Soms kan ik onverwacht ontroerd raken. Dat kan bij luisteren naar muziek, bij het zien van een foto of zoals laatst bij het lezen van een column. Het stuk van dr. Erwin Kompagne op deze site raakte een zeer gevoelige snaar, omdat hij verdrietig verleden oprakelde en het een wijze les bevatte.
Het was ook een herkenning met dien verstande, dat wij dezelfde problemen hebben met onze poes Anna, die we twee dagen na de dood van Pim Fortuyn geboren is. Ze is dus al meer dan twintig jaar oud, maar we zien enorm op tegen het nakende einde. Ze is nog wel zindelijk, maar de hele zolder is haar kattenbak geworden. Vaak wankelt Anna naar haar favoriete zitplaats op mijn schoot en spint nog gelukkig als ik haar onder het kinnetje kriebel. De katten in de buurt hebben respect voor haar ouderdom en laten haar met rust; ze vergeten zelfs even hun territoriumgedrag. De eksters, die ze in haar goeie jaren genadeloos ving, paraderen op een paar centimeter van haar slaapplek in de tuin.
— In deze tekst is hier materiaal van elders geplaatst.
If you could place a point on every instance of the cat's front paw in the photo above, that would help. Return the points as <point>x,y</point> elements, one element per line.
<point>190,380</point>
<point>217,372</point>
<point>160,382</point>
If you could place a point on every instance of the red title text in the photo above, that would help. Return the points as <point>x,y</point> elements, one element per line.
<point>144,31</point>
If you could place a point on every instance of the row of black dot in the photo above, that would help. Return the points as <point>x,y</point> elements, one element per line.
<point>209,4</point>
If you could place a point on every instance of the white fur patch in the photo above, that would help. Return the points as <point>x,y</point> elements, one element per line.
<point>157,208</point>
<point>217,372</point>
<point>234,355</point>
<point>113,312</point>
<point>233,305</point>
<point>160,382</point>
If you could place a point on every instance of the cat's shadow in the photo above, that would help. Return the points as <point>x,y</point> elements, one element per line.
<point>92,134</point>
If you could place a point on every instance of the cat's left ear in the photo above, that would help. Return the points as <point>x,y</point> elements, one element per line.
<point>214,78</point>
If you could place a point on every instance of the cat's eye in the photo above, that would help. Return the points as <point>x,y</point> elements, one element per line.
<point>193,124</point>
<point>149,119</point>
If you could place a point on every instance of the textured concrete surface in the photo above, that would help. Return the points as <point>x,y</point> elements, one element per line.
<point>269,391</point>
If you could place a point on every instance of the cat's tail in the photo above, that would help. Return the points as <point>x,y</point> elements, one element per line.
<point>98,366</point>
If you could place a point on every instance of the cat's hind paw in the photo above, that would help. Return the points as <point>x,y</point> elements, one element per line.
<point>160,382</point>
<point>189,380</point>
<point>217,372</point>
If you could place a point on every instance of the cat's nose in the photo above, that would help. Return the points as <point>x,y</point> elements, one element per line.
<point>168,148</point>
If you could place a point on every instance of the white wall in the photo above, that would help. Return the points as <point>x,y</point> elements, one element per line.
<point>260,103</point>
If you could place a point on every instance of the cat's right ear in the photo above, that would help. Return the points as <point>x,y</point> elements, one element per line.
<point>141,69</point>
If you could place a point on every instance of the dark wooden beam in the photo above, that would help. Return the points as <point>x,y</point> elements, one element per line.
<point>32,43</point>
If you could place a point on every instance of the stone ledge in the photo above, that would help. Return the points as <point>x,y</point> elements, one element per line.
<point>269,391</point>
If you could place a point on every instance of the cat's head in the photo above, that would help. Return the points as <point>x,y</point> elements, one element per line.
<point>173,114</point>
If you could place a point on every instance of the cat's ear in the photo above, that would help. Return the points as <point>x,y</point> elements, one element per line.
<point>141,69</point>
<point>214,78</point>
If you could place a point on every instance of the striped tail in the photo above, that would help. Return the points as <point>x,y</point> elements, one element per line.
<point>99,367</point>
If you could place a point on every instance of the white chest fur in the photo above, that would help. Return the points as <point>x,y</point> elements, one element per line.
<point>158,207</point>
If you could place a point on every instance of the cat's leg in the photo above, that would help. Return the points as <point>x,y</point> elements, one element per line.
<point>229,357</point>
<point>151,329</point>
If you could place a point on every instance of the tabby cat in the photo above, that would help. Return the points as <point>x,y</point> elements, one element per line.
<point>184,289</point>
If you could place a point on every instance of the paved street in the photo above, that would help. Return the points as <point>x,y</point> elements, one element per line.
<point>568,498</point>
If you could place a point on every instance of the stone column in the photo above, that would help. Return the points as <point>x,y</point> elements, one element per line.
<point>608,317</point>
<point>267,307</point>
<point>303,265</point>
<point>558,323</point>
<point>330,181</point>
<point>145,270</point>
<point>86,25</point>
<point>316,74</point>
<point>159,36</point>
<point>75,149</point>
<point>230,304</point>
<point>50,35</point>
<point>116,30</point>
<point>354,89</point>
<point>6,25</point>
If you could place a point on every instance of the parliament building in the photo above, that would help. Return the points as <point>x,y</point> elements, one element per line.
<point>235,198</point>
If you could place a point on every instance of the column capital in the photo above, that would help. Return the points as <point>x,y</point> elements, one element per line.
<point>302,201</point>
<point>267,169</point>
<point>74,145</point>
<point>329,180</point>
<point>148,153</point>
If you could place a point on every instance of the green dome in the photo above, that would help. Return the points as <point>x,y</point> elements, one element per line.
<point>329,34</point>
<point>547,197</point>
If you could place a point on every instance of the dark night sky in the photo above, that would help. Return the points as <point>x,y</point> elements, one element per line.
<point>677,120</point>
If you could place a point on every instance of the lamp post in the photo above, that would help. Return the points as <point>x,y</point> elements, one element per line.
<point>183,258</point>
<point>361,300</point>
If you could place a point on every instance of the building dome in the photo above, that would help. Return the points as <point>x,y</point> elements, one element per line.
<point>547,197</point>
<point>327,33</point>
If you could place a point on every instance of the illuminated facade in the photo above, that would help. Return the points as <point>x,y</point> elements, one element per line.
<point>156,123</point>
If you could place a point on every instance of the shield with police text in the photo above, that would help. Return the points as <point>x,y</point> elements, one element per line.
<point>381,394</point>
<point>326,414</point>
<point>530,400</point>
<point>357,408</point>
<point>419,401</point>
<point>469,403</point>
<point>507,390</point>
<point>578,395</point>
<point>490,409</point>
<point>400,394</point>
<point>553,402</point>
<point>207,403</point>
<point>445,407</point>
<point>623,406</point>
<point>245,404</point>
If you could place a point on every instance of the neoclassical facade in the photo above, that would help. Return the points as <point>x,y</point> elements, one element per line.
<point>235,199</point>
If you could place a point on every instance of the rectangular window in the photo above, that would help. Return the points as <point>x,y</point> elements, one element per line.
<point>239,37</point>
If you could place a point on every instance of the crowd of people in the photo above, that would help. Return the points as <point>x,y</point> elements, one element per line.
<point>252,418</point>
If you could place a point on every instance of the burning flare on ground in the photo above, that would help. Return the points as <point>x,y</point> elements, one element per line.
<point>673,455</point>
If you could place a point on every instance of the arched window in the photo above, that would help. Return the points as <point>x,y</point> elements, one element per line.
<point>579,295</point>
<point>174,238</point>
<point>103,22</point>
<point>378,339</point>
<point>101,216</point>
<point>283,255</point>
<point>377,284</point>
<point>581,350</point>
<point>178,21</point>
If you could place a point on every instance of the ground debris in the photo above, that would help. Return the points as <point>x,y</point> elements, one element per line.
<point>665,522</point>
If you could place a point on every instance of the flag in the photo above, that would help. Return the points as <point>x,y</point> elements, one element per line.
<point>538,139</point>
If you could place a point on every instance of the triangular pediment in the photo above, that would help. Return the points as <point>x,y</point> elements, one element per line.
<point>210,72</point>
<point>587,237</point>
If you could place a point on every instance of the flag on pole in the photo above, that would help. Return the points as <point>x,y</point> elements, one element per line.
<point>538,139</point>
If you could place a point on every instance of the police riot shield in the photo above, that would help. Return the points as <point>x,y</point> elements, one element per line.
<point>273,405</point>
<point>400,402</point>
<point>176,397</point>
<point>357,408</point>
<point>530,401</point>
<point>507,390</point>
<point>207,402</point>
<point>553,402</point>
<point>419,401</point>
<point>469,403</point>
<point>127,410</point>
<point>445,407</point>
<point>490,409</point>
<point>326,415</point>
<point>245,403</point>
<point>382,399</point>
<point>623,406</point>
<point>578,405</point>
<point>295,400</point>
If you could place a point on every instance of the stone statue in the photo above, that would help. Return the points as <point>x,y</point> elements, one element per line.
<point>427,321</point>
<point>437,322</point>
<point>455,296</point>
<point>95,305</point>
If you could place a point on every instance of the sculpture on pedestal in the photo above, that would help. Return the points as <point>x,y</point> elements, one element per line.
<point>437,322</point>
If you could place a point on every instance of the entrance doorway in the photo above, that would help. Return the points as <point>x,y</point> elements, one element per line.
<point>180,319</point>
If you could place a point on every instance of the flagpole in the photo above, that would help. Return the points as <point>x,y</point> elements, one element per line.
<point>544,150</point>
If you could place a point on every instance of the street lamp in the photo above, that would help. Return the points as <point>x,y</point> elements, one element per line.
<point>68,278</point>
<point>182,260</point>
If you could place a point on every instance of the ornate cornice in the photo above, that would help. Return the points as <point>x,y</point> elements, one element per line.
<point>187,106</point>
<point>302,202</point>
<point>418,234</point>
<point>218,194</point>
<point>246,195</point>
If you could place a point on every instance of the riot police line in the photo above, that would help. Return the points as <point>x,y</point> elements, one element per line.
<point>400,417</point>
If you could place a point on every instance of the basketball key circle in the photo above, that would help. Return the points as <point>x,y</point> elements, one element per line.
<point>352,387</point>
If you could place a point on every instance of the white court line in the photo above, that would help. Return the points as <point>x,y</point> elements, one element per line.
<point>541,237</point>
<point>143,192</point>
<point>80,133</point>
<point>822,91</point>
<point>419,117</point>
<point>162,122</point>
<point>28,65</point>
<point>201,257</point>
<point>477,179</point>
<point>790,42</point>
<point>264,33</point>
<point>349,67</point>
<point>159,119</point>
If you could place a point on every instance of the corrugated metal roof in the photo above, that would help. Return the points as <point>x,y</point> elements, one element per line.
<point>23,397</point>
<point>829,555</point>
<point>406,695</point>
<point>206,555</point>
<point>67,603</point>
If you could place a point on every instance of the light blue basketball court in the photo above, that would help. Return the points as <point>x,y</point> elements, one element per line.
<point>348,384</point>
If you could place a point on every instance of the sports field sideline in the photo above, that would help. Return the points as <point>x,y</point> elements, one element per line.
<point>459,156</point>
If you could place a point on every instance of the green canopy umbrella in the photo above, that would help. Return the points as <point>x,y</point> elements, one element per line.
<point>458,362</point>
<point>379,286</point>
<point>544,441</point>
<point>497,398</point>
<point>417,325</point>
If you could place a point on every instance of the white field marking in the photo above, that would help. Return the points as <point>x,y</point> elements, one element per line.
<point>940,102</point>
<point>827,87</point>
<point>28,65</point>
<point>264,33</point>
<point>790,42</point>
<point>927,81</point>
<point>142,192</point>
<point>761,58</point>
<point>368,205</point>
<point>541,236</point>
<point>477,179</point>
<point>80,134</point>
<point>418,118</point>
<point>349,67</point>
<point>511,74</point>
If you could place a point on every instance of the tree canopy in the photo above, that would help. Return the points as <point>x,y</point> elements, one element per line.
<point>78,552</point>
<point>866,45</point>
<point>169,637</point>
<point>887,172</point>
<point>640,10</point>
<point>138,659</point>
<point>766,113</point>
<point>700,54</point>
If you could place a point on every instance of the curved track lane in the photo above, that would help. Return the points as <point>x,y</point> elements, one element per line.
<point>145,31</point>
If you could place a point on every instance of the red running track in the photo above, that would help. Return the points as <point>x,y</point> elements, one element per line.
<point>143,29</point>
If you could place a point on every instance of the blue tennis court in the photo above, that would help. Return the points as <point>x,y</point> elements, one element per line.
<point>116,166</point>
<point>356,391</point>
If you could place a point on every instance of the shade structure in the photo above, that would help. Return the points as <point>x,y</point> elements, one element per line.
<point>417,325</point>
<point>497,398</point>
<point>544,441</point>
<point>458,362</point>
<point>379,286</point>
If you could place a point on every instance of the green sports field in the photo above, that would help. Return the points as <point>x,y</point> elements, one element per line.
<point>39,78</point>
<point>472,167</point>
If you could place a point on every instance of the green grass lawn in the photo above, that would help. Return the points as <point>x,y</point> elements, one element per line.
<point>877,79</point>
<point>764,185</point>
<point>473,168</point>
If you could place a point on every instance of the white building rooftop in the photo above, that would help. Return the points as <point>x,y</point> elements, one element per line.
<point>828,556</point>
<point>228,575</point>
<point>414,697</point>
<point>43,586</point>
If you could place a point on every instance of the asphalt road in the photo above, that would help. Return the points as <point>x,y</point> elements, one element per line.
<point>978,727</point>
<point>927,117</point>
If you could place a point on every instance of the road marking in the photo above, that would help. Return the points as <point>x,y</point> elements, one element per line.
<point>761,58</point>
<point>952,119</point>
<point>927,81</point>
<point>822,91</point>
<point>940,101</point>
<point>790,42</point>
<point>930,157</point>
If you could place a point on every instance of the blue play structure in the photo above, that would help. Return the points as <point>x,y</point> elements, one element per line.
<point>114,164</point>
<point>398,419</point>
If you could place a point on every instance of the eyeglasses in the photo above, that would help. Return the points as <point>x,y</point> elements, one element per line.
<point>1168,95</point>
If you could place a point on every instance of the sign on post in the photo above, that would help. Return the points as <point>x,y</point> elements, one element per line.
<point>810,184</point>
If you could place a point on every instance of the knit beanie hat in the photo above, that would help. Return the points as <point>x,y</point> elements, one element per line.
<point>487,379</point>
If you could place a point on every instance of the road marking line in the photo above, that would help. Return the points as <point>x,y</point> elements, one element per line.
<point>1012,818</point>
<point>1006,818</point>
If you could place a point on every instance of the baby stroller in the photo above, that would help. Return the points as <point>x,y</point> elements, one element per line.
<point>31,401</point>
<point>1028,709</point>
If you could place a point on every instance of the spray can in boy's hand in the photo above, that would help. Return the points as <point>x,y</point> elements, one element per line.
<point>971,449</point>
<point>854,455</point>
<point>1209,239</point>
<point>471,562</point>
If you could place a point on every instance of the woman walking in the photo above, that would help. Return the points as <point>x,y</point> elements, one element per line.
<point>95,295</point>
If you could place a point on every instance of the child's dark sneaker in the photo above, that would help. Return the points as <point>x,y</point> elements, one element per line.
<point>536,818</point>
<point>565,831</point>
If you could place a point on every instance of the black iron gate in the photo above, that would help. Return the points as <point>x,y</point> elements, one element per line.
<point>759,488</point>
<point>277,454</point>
Ze weten, dat ze geen gevaar meer betekent en dagen haar uit. Wij vergeven het Anna als ze ons uit onze slaap miauwt.
Op de leeftijd van mijn vrouw Nel en mij (in de zeventig) hebben we afscheid genomen van onze ouders, familieleden en veel vrienden. De dood kwam soms onverwachts, soms meedogenloos, maar soms ook als een zachte vriend. Het went niet, maar je leert ermee omgaan, de intensiteit van verdriet wordt door meerdere factoren bepaald. De leeftijd, de mate van vriendschap, de omstandigheden en de mate van verdriet bij andere betrokkenen.
Meer dan vijfendertigdertig jaar heb ik ieder jaar minstens twee weken gezeild met een vriend, die ook mijn collega was. Onze lange vakanties boden ons de gelegenheid alle Europese kusten te bezeilen. De boot (Delia 21) was trailer-baar en ieder jaar zochten we een geschikte zeilkust op.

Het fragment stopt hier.